The market will resolve 'Yes' if by 2026 a broadly publicly accessible AI system, which heavily relies on a generative pretrained transformer or a direct descendant of the vanilla transformer, demonstrates a level of factual reliability comparable to Wikipedia. The system must also possess a scale of factual information that is no less than one order of magnitude lower than what is available from Wikipedia.
(I will engage with comments and make subjective judgement based on consensus of feedback per above standard.)
Apr 15, 7:44pm: By 2026 will GPT, or AI systems that have GPT as their main component, become as reliably factual as Wikipedia? → Will GPT, or AI systems that have GPT as their main component, become as reliably factual as Wikipedia, before 2026?
Does anyone disagree with this being a reason to resolve yes https://github.com/stanford-oval/WikiChat, will probably wait for better systems into 2025 but this seems at least close.
I think the question may generally be poorly formed and not so clear how to think what I meant by 'heavily', but I didn't imply that a system which extracted the actual facts from wikipedia or a knowledge graph to generate it's responses wouldn't meet criteria.. though here in 2024 it seems really obvious that will work well enough to meet full criteria.. so maybe people who voted no read the question differently?
@lesaun I think even RAG stuff suffers from hallucination of details, and I had been assuming your title was referring to SOTA/actually in use systems as a broader class, not just any particular system.
@jskf Strong agree about RAG not being sufficient. If there's an LLM in the loop, there are ways to trick it into outputting false information, even if it's "grounded". I'll try playing with this later, assuming it's easy to setup. I would guess a question that assumes a false premise and combines information from multiple pages would be the most likely to fail.
Something like "Which top-50 oil executive has the same name as Walter van Buren's dog"
@jonsimon And if that fails then something incorporating reasoning, like asking it to run a Caesar cipher over the answer to one sub-question to get the input to the next sub-question will trip it up.
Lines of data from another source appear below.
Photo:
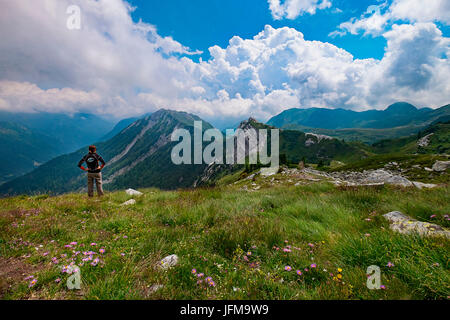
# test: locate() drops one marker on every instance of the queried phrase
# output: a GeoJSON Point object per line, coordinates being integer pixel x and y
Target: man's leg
{"type": "Point", "coordinates": [90, 185]}
{"type": "Point", "coordinates": [98, 183]}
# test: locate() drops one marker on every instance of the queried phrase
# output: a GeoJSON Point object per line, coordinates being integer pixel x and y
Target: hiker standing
{"type": "Point", "coordinates": [94, 169]}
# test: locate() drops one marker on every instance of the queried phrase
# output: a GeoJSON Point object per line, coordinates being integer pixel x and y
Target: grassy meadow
{"type": "Point", "coordinates": [312, 241]}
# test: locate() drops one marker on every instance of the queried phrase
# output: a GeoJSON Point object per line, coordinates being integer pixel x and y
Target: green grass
{"type": "Point", "coordinates": [214, 230]}
{"type": "Point", "coordinates": [413, 165]}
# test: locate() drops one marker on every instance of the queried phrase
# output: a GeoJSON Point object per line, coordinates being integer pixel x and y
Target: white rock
{"type": "Point", "coordinates": [169, 261]}
{"type": "Point", "coordinates": [133, 192]}
{"type": "Point", "coordinates": [425, 141]}
{"type": "Point", "coordinates": [155, 288]}
{"type": "Point", "coordinates": [129, 202]}
{"type": "Point", "coordinates": [265, 172]}
{"type": "Point", "coordinates": [421, 185]}
{"type": "Point", "coordinates": [406, 225]}
{"type": "Point", "coordinates": [441, 165]}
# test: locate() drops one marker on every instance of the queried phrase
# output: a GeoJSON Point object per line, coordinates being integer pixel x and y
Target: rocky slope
{"type": "Point", "coordinates": [139, 156]}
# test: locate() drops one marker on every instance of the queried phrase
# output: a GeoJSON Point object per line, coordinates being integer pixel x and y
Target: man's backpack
{"type": "Point", "coordinates": [92, 161]}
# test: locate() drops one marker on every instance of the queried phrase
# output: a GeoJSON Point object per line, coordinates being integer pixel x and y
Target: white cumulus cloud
{"type": "Point", "coordinates": [291, 9]}
{"type": "Point", "coordinates": [379, 17]}
{"type": "Point", "coordinates": [116, 66]}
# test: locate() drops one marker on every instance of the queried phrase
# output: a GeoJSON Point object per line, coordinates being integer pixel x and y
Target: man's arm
{"type": "Point", "coordinates": [80, 164]}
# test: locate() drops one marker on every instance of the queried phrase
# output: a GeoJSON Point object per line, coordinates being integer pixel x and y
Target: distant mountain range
{"type": "Point", "coordinates": [23, 149]}
{"type": "Point", "coordinates": [138, 156]}
{"type": "Point", "coordinates": [34, 138]}
{"type": "Point", "coordinates": [396, 115]}
{"type": "Point", "coordinates": [137, 151]}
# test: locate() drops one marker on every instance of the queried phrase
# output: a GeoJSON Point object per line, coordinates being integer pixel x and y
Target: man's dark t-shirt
{"type": "Point", "coordinates": [92, 160]}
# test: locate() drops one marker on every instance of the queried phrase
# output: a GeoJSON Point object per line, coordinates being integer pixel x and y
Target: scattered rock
{"type": "Point", "coordinates": [369, 178]}
{"type": "Point", "coordinates": [424, 141]}
{"type": "Point", "coordinates": [133, 192]}
{"type": "Point", "coordinates": [169, 261]}
{"type": "Point", "coordinates": [406, 225]}
{"type": "Point", "coordinates": [155, 288]}
{"type": "Point", "coordinates": [421, 185]}
{"type": "Point", "coordinates": [266, 172]}
{"type": "Point", "coordinates": [129, 202]}
{"type": "Point", "coordinates": [441, 165]}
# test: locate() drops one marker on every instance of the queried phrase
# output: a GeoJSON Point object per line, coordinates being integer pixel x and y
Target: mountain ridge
{"type": "Point", "coordinates": [396, 115]}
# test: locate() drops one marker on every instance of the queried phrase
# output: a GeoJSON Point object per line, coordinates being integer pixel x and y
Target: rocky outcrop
{"type": "Point", "coordinates": [406, 225]}
{"type": "Point", "coordinates": [424, 141]}
{"type": "Point", "coordinates": [315, 138]}
{"type": "Point", "coordinates": [133, 192]}
{"type": "Point", "coordinates": [441, 166]}
{"type": "Point", "coordinates": [370, 177]}
{"type": "Point", "coordinates": [129, 202]}
{"type": "Point", "coordinates": [169, 262]}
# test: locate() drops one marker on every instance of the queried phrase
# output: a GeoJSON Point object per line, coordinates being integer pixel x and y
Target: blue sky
{"type": "Point", "coordinates": [200, 24]}
{"type": "Point", "coordinates": [260, 57]}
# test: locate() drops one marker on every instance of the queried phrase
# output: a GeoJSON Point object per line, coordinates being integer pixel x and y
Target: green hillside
{"type": "Point", "coordinates": [245, 241]}
{"type": "Point", "coordinates": [398, 120]}
{"type": "Point", "coordinates": [436, 140]}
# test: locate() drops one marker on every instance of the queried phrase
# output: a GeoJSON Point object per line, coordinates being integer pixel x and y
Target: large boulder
{"type": "Point", "coordinates": [129, 202]}
{"type": "Point", "coordinates": [169, 262]}
{"type": "Point", "coordinates": [133, 192]}
{"type": "Point", "coordinates": [406, 225]}
{"type": "Point", "coordinates": [441, 166]}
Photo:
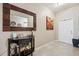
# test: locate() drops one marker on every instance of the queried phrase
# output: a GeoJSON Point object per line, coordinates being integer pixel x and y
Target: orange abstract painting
{"type": "Point", "coordinates": [49, 23]}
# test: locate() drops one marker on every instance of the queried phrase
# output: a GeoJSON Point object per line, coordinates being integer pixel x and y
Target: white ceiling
{"type": "Point", "coordinates": [59, 8]}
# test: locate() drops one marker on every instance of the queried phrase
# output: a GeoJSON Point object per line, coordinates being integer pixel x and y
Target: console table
{"type": "Point", "coordinates": [21, 46]}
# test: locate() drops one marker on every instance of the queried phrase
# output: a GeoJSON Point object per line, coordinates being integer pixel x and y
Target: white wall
{"type": "Point", "coordinates": [42, 36]}
{"type": "Point", "coordinates": [70, 13]}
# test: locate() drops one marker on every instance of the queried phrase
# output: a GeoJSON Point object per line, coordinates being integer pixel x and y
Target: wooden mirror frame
{"type": "Point", "coordinates": [6, 18]}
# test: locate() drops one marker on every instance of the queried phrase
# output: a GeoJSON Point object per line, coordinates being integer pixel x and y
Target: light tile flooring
{"type": "Point", "coordinates": [57, 48]}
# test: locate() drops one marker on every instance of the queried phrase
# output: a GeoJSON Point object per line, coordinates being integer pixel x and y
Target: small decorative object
{"type": "Point", "coordinates": [13, 23]}
{"type": "Point", "coordinates": [13, 35]}
{"type": "Point", "coordinates": [49, 23]}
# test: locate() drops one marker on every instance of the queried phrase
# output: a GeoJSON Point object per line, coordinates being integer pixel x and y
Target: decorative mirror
{"type": "Point", "coordinates": [18, 19]}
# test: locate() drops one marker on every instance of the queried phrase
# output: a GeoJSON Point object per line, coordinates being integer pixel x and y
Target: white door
{"type": "Point", "coordinates": [65, 32]}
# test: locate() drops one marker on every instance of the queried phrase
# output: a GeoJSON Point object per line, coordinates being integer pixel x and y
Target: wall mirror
{"type": "Point", "coordinates": [18, 19]}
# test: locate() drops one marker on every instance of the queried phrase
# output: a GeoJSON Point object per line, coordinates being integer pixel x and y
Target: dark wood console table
{"type": "Point", "coordinates": [21, 46]}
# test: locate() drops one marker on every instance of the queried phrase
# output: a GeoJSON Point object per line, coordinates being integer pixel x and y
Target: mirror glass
{"type": "Point", "coordinates": [18, 19]}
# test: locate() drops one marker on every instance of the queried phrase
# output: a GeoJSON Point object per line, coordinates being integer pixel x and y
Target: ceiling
{"type": "Point", "coordinates": [56, 9]}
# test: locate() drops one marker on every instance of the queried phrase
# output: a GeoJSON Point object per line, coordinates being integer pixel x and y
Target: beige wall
{"type": "Point", "coordinates": [42, 36]}
{"type": "Point", "coordinates": [70, 13]}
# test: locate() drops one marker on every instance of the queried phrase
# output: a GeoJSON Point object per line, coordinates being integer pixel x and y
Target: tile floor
{"type": "Point", "coordinates": [57, 48]}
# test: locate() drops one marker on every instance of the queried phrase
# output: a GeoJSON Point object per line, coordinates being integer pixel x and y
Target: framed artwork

@jskf @jonsimon Hmm, I could see the suggestion in the question that it is referring to the broader class of publically accessible systems, not a specific system.
Yet in the description I did put “broadly publicly accessible AI system” and while it’s debatable whether a system like WikiChat should fit, it does imply a single system would meet criteria.
Certainly I don’t know if in fact WikiChat yet meets the criteria, and could agree that no such RAG/LLM system yet does.
I’ll wait to see if we do get the major AI labs more broadly to deploy large scale AI systems that are widely recognized to meet the criteria, and if not determine if any other system is ‘broadly publicly accessible’ and meets other criteria.
@YonatanCale Eh, if the model is not generative, is not pretrained, or is not considered as a direct descendant to the transformer (e.g longformer) by the researchers who create it than I'd resolve no.
@jonsimon Note that although Wikipedia "only" got 3% weight in the dataset, the researchers upweighted its importance by a lot to get it to that point. If you sum up the raw token counts, you'll see that it only naively comprised 0.6% of the total, meaning they upweighted it by 5x relative to everything else.
@jonsimon That's all to say that the factual content in these models is in large part a compressed version of Wikipedia itself, so I'm not sure how they could become more factual than their underlying training data, especially given well-known persistent problems with these models like hallucinations.
@YonatanCale not sure I understand the question, the market it isn’t about any specific fact, but the reliability and scope of facts a GPT based AI system provides being comparable to that of Wikipedia.